第50話 強制契約
私が諦めて魔法を使おうとした時、頼りになる仲間達が駆けつけてくれた。
「今更だけど、3人とも教団の人達を倒したの?」
「あ、倒してないよ」
「じゃあどうやって来たのさ」
「フレイヤさんとクレスト王子が引き受けてくれたよ」
「なんであの二人が……?」
「さぁ?だけど2人ともルークに借りを作りたそうにしてたから、これが終わったら色々頑張って」
「……」
まさかこれが終わっても私に休息はないの……?このアルタイルとの戦闘だけで結構疲れたんだけど……。
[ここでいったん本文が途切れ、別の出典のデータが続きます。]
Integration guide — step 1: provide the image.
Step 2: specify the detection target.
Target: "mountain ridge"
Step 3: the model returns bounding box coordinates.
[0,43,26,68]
私はあんまり体力が無い、一撃の攻撃、一瞬の速度は爆発的に上げられるけど本当に一度それをするだけで息が切れる。
これも剣士が向いていないという原因の1つだ。
だけどせっかく仲間の皆が来てくれんだから無いスタミナを全力で捻り出す。
「仲間か、そんなもの要るのかな?」
「は?」
「だって足手まといじゃんそんなの」
「だけど今私はその仲間に救われてる」
「いやいや君には要らないでしょ、魔法さえ使えばね」
「使えないってば」
「その仲間がその分を補ってくれるから?じゃあその仲間をぶっ殺してやるよ!!」
アルタイルは全身を蛇の鱗で覆った。瞳もどこか爬虫類のような形になっている。
そして身体をうねらせながら不規則な動きで向かってくる!!
私の方へ向かって来ていると思ったらその直後に身体をうねらせてターゲットをフーリアへ変える。
突然の不意打ちにフーリアはギリギリ反応する。
フーリアの剣とアルタイルの蛇の鱗を纏った手がぶつかる。
ギィンッ!!と不快な音を鳴らす。するとアルタイルは気づいてしまう。
「これ、ただの剣……アーティファクトか」
「――ッ!!」
アルタイルは両手でフーリアの剣の刃を思いっきり握った。そして――。
バキィンと剣の刃の折れる音が響き渡る。
「なっ――!!」
「はい、まずは1人!!」
剣を失った剣士は無力。フーリアはアルタイルの攻撃を裁くことができない。
そのままアルタイルの手がフーリアの首に触れれば一瞬で跳ねられて即死だ。
そうはさせない!!
アルタイルはとどめを差そうと一番、隙だらけの状態。そこへ炎の剣をアルタイルの首に向かって放つ。動きの器用さでは負けているけど、速度とパワーなら私の方が上!!
「焔斬り!!」
「お前の動きは分かってるぜ!!」
アルタイルはまたも器用な動きで私の剣を避ける。
とどめを差す時が一番隙が出来やすい、先ほど自分で考えて居た事なのにすぐに立場が逆転する。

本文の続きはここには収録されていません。